After a three-hour meeting via videoconference and ample debate on whether to proceed with the in-person convention or opt for a virtual or hybrid alternative, the State Republican Executive Committee voted 40 to 20 in favor of proceeding as planned with the in-person convention slated to begin on July 11 in Houston.
Advocates of staying the course argued that moving to a virtual convention would disenfranchise delegates and restrict their ability to make their voices heard. Houston’s Mark Ramsey and Arlington’s Warren Norred argued that the technology simply isn’t adequate to empower everyone like an in-person meeting.
“I’ve been doing Zoom calls for three months now, and I still have trouble finding some of the buttons,” said Norred.
“We’ve been doing some of our committee work virtually, and I have to tell you, I just don’t think it’s going to work with thousands of people,” argued Ramsey.
One member even said that abandoning plans to host the convention in person would disappoint President Donald Trump and energize the radical left.
“This is a convention that Trump wants,” said Leslie Thomas of Dallas. “Like it or not, Texas is the Republican state. We bear that, so we need to stand our ground.”
Opponents to the measure included Williamson County’s Mike McCloskey, who spoke in favor of moving to a virtual convention. Following the 40-20 vote against doing so, McCloskey posted on Facebook that he was frustrated with the outcome.
“I have listened to and respected the wishes of so many of our folks to present an alternative that would meet the needs of more delegates, but it is apparent there was not the will to hear different ideas,” wrote McCloskey. “I am concerned about serving in the interests of Senate District 5, but once again I am disappointed in the operations of the State Party.”

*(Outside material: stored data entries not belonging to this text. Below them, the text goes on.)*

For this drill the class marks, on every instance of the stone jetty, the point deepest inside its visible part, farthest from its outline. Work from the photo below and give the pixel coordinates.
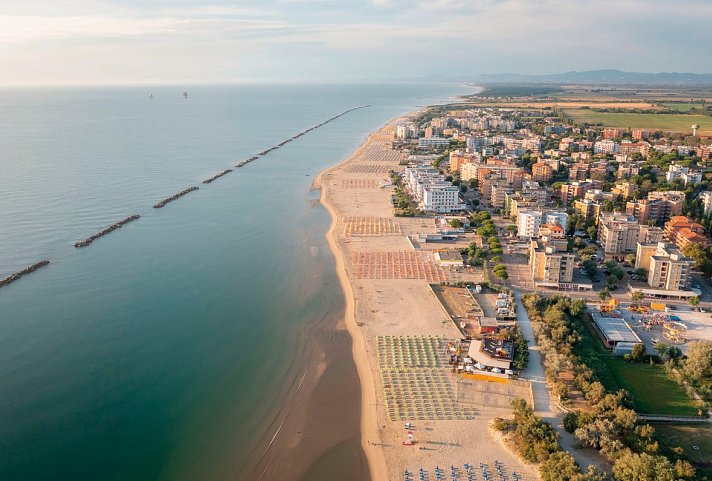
(174, 197)
(13, 277)
(111, 228)
(217, 176)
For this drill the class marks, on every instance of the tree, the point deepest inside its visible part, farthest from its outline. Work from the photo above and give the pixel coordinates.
(638, 353)
(699, 359)
(642, 467)
(605, 294)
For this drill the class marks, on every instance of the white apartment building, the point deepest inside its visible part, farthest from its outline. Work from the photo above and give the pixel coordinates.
(678, 172)
(605, 147)
(528, 221)
(707, 201)
(618, 234)
(406, 131)
(667, 268)
(430, 189)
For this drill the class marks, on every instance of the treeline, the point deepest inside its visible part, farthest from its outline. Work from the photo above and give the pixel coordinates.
(537, 442)
(609, 424)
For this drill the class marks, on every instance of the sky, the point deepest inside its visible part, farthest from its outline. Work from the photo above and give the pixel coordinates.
(59, 42)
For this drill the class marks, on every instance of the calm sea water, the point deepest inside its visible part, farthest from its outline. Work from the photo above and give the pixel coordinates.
(163, 350)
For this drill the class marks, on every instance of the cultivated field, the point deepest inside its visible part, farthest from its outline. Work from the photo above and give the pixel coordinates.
(681, 123)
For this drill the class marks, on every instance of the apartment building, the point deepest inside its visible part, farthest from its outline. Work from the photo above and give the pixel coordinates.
(542, 171)
(529, 221)
(667, 268)
(430, 189)
(551, 263)
(706, 198)
(682, 231)
(573, 190)
(588, 208)
(618, 234)
(657, 208)
(684, 174)
(626, 189)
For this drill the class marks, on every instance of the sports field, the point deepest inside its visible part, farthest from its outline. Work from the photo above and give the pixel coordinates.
(652, 390)
(681, 123)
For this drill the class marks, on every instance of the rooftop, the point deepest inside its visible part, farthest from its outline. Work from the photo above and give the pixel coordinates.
(614, 327)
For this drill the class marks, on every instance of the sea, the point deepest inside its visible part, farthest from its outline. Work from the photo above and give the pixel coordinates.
(196, 342)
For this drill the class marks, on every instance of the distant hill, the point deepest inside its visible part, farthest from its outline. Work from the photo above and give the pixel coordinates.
(601, 77)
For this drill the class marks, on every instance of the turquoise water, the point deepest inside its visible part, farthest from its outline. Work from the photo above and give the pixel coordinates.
(165, 349)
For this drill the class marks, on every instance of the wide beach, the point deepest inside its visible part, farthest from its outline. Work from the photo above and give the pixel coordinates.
(388, 297)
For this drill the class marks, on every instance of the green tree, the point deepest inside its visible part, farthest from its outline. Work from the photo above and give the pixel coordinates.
(699, 359)
(631, 466)
(605, 294)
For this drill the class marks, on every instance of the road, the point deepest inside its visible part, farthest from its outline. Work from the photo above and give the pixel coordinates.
(534, 373)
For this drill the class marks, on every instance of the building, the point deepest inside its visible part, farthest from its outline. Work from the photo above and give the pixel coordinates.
(579, 171)
(574, 190)
(617, 335)
(667, 268)
(430, 189)
(605, 147)
(640, 134)
(612, 133)
(588, 208)
(542, 171)
(625, 189)
(433, 142)
(618, 234)
(406, 131)
(657, 208)
(552, 231)
(684, 174)
(499, 192)
(682, 231)
(528, 222)
(706, 198)
(552, 265)
(650, 234)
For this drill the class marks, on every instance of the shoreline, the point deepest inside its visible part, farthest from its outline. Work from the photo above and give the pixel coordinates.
(369, 420)
(398, 305)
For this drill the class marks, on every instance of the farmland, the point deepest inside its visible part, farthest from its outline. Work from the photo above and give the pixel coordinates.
(665, 122)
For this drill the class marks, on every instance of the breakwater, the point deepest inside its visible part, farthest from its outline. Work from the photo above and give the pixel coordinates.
(217, 176)
(111, 228)
(13, 277)
(174, 197)
(295, 137)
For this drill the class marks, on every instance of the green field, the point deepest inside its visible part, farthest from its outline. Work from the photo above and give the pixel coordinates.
(682, 106)
(687, 436)
(651, 389)
(675, 122)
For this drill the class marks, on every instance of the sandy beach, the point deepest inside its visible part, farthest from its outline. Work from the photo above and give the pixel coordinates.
(388, 296)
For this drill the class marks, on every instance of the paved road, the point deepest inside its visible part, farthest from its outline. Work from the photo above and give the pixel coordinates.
(534, 373)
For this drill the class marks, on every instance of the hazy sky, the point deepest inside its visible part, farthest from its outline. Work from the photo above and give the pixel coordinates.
(184, 41)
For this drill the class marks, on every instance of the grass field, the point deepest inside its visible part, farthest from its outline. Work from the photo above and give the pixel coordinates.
(651, 389)
(682, 106)
(675, 122)
(687, 436)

But though McCloskey was disappointed, many seemed excited to attend the convention. North Texas activist Kelly Canon said on Facebook that the action was in defiance of Abbott’s mask order, and she looks forward to seeing her fellow Republicans in Houston.

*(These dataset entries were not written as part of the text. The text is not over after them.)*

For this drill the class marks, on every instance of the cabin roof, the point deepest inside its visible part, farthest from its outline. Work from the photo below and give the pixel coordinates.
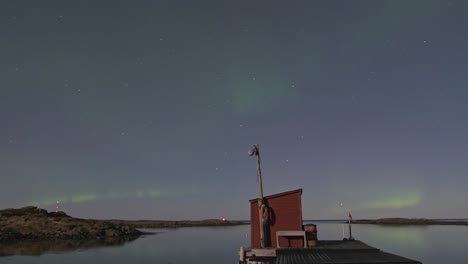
(277, 195)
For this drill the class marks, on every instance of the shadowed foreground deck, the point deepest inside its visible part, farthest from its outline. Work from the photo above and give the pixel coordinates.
(331, 252)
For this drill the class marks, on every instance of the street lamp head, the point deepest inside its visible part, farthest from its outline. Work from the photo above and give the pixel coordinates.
(252, 151)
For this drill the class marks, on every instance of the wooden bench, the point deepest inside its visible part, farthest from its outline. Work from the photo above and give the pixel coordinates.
(296, 233)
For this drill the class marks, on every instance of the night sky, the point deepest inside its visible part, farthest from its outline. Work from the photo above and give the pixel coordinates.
(146, 109)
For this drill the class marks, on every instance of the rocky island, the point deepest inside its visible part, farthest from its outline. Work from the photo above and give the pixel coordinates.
(32, 223)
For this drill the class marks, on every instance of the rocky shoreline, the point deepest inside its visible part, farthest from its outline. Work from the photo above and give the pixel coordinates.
(32, 223)
(408, 221)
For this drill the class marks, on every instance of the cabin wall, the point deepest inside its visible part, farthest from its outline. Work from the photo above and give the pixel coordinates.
(286, 215)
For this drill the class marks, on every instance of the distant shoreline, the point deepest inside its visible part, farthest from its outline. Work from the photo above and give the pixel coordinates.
(176, 224)
(409, 221)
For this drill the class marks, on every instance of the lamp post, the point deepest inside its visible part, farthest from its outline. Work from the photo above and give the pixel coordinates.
(255, 151)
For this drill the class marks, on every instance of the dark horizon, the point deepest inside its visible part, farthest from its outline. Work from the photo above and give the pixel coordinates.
(147, 109)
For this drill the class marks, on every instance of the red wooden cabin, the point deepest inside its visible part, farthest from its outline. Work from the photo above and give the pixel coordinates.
(285, 214)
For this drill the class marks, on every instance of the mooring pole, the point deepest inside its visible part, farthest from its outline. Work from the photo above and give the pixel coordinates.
(260, 198)
(261, 206)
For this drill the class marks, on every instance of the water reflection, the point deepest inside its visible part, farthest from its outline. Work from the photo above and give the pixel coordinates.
(38, 248)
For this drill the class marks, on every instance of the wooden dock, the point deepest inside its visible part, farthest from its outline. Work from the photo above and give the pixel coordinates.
(326, 251)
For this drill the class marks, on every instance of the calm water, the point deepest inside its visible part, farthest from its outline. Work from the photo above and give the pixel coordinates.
(429, 244)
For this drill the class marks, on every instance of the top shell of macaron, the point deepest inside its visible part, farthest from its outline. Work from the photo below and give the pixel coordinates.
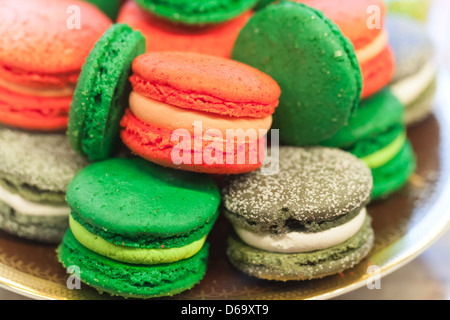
(353, 17)
(205, 83)
(312, 185)
(48, 36)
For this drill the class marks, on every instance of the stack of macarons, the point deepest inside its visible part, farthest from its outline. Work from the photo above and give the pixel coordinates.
(42, 49)
(188, 25)
(307, 221)
(199, 112)
(137, 229)
(414, 82)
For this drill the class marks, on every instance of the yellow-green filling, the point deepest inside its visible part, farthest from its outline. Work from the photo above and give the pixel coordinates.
(383, 156)
(132, 255)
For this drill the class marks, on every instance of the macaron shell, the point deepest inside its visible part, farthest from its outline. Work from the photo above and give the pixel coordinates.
(133, 281)
(216, 40)
(205, 83)
(36, 36)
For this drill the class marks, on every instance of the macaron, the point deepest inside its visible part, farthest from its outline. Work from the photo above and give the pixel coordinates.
(415, 79)
(102, 91)
(362, 22)
(202, 12)
(35, 171)
(198, 112)
(44, 44)
(316, 69)
(376, 134)
(162, 35)
(307, 221)
(139, 230)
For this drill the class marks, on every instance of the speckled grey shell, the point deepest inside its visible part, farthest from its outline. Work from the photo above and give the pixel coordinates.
(313, 184)
(44, 161)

“The State Republican Executive Committee members met tonight (on Zoom) and just voted to thumb their collective noses at Gov. Abbott’s latest stupid mask order,” wrote Canon. “Our GOP convention (in 2 weeks) is a Go! Very good job! See y’all in Houston!”
State Rep. Jonathan Stickland (R-Bedford) agreed. In a tweet, Stickland said the SREC’s decision went against the governor’s wishes and predicted that, should Abbott attend the convention, he would be met with boos.

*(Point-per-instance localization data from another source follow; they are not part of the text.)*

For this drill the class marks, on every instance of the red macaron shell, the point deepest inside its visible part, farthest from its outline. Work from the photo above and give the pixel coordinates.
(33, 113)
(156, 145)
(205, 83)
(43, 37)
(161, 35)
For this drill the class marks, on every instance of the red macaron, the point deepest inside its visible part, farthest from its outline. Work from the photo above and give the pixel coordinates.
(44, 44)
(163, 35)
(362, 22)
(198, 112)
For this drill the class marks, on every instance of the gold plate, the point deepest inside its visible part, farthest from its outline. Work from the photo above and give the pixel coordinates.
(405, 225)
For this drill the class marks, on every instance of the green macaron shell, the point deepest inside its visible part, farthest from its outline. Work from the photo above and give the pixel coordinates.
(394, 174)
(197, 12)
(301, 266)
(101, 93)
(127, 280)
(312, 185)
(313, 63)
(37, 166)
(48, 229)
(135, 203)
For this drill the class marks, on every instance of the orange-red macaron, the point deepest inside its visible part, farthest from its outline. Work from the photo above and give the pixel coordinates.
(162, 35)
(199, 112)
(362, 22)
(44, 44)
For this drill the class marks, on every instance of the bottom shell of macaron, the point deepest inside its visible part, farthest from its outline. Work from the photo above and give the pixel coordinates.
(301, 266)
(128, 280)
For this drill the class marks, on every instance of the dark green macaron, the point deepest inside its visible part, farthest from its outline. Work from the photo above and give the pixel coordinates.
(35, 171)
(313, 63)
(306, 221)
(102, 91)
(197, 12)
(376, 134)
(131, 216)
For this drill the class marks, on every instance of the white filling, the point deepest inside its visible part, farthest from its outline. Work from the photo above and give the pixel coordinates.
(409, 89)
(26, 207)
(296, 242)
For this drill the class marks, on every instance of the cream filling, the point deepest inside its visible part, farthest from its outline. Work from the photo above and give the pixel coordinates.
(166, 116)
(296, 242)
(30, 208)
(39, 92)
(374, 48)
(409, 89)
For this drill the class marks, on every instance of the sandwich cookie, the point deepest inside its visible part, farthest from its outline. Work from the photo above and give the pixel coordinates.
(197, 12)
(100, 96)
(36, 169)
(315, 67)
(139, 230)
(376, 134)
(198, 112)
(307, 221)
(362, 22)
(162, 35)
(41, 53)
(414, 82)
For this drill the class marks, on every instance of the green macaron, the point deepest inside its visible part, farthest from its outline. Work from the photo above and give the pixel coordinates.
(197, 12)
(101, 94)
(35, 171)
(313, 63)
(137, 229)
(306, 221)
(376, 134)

More than fair to say the SREC just voted against the will of @GovAbbott to keep the convention going in Houston. I maintain my prediction that unless he gets someone else to shut it down ( @SylvesterTurner ) , Abbott will be booed relentlessly or doesn't show up at all. #txlege
— Jonathan Stickland (@RepStickland) July 3, 2020
The Texas GOP convention is slated to run from July 13 through July 18 at the George R. Brown Convention Center in Houston.